The Conservative narrative around regional growth will have been welcome news for the partnership. The reality now seems to be that whoever is prime minister for the next five years and beyond, their electoral battleground will be the North of England.
“It’s good politics. It’s also been good economics, because it’s the right thing to do for the country. And it’s now a political necessity, in that you can’t win an election without having a proposition for the North.”
But this burgeoning Northern agenda hasn’t come out of nowhere, explains Murison. The Northern Powerhouse concept has been building momentum since it was announced five years ago, as a bid to grow the Northern economy by then-chancellor George Osborne – although the initiative did go quiet under Theresa May, whose premiership was largely distracted by Brexit.
Today, the independent Northern Powerhouse Partnership group is chaired by Osborne (who is no longer an MP). The organisation is keen to clarify that it non-political and 100 per cent funded by business.
Murison remembers a growing positivity in the North even in the days before the Northern Powerhouse came along. As someone working in the private sector at the time, it definitely felt, even then, like something was going to happen, he says.
In fact, it’s been a concept that, somewhat ironically given its role in election 2019, transcended politics, with Labour’s John Prescott championing the Northern Way initiative a decade ago.
“There has been a growing political consensus on this issue. What’s different now is that rather than being the view of a few visionaries who have understood the opportunity and are keen to make something happen, this is now an absolute political reality that everyone accepts.”
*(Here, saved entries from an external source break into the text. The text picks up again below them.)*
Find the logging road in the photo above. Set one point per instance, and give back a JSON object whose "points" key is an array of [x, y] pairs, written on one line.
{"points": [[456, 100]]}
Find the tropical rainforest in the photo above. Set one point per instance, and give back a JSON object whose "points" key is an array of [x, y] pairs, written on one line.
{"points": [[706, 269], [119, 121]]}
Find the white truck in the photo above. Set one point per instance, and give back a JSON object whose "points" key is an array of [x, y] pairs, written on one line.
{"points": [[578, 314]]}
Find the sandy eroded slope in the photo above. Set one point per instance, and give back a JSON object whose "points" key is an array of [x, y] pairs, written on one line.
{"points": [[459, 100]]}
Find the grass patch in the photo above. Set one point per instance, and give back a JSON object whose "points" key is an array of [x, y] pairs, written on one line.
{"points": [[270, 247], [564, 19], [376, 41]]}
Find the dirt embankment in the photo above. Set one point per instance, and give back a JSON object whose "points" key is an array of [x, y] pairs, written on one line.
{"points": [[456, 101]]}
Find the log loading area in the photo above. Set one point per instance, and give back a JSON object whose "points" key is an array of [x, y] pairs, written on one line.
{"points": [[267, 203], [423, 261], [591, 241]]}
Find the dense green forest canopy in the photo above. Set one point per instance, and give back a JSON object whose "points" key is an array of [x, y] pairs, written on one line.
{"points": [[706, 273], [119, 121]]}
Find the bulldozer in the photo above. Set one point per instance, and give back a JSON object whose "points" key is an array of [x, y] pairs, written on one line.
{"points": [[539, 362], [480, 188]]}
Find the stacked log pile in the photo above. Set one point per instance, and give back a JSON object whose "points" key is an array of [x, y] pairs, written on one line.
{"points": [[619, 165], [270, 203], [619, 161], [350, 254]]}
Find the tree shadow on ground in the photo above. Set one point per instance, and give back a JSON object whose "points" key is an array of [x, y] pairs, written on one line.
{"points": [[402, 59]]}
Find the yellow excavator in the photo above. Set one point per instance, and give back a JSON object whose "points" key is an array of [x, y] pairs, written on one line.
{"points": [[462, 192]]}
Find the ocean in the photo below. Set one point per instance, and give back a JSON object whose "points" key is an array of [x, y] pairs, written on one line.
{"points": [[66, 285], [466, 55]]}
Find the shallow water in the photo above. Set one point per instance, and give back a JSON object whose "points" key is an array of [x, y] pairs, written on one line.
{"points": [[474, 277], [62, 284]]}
Murison quotes an analogy on this shift in the national perspective from the NPP’s vice-chair Jim O’Neill, who feels people in London are now “starting to speak with northern accents”.
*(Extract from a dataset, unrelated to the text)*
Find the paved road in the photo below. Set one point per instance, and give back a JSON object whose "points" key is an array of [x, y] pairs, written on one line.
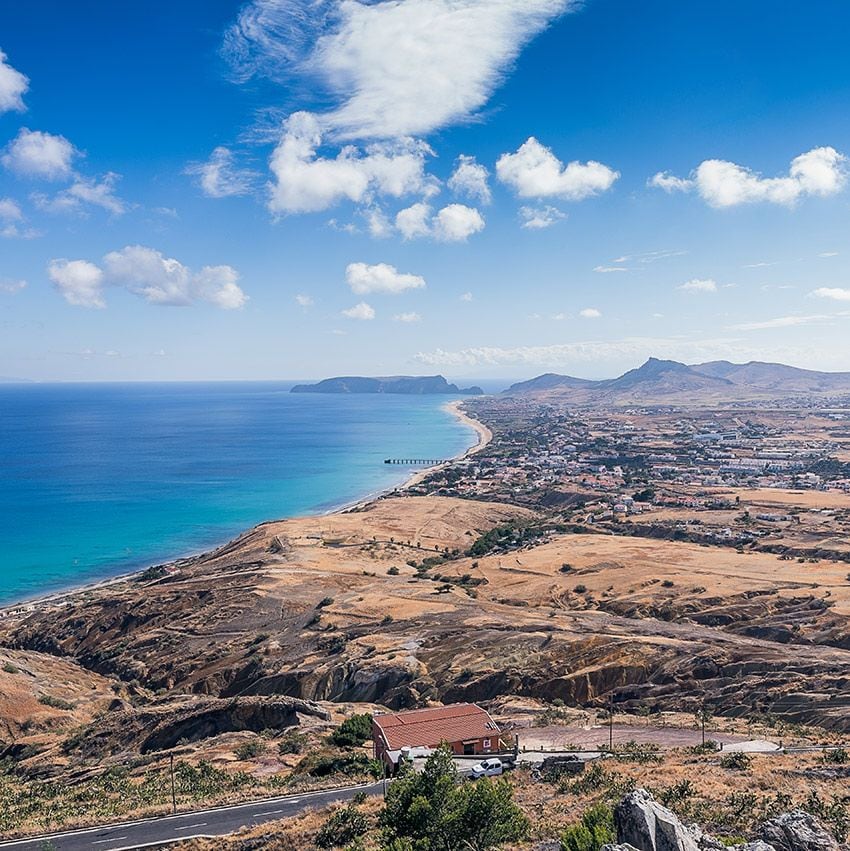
{"points": [[215, 822]]}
I point to how as a result the NPP is attracting a lot of airtime. Does Murison think the regional growth narrative means we will be hearing more about other local collaborations, such as the Midlands Engine?
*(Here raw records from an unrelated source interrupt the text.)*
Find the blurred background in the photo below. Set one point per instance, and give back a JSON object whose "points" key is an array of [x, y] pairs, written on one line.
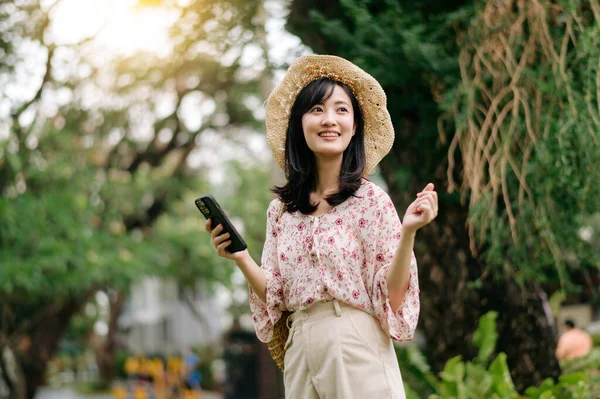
{"points": [[116, 114]]}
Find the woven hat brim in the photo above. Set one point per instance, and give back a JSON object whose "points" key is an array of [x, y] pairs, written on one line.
{"points": [[379, 131]]}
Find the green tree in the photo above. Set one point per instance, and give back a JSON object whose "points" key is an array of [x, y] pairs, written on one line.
{"points": [[98, 191]]}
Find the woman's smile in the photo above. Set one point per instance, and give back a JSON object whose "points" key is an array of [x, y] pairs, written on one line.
{"points": [[329, 125]]}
It seems this is not an apt comparison. “The reality is that the North of England is the only economy in the UK that could ever provide a counterweight to London.”
Birmingham’s economy looks both ways – to the North because of similarities in manufacturing, to London because it is becoming more and more a part of London’s orbit. The North of England is distant enough, and economically different enough, to provide another economic actor. “I have great respect for the Midlands Engine, and I know it does good work, but it’s a political construction. The Northern Powerhouse is an economic project that has now got political.
“The North’s is a more ambitious goal than wanting just to be prosperous in its own right. We are going to be equivalent to London – which is a different position altogether.”
I ask if having a Minister for the Northern Powerhouse and Local Growth, a post held by Rossendale and Darwen MP Jake Berry, is also a shot in the arm for the North’s objectives.
“Jake is a really good advocate, a positive force, and has done a lot of good,” says Murison. “Having a Northern voice at the Cabinet table is something we and newspapers like the Yorkshire Post, as part of the ‘Power up the North’ campaign, argued for. And I think securing that, alongside having powerful voices for the North, like Rishi Sunak, chief secretary to the Treasury, has definitely made a difference in this new government.”
I remind Murison how when we last met, in December, he had been on the podium at a pre-election Northern Powerhouse conference in Manchester. Election fever was in full swing and he had pledged to hold to account whichever political party got into Downing Street over their campaign promises to North.
So, is now the perfect opportunity for him to take them up on that? “If the Tories want their blue wall to continue standing, they need to put some foundations underneath it. And the Budget is their opportunity to do that.”
It seems it may be better to ask him again next month.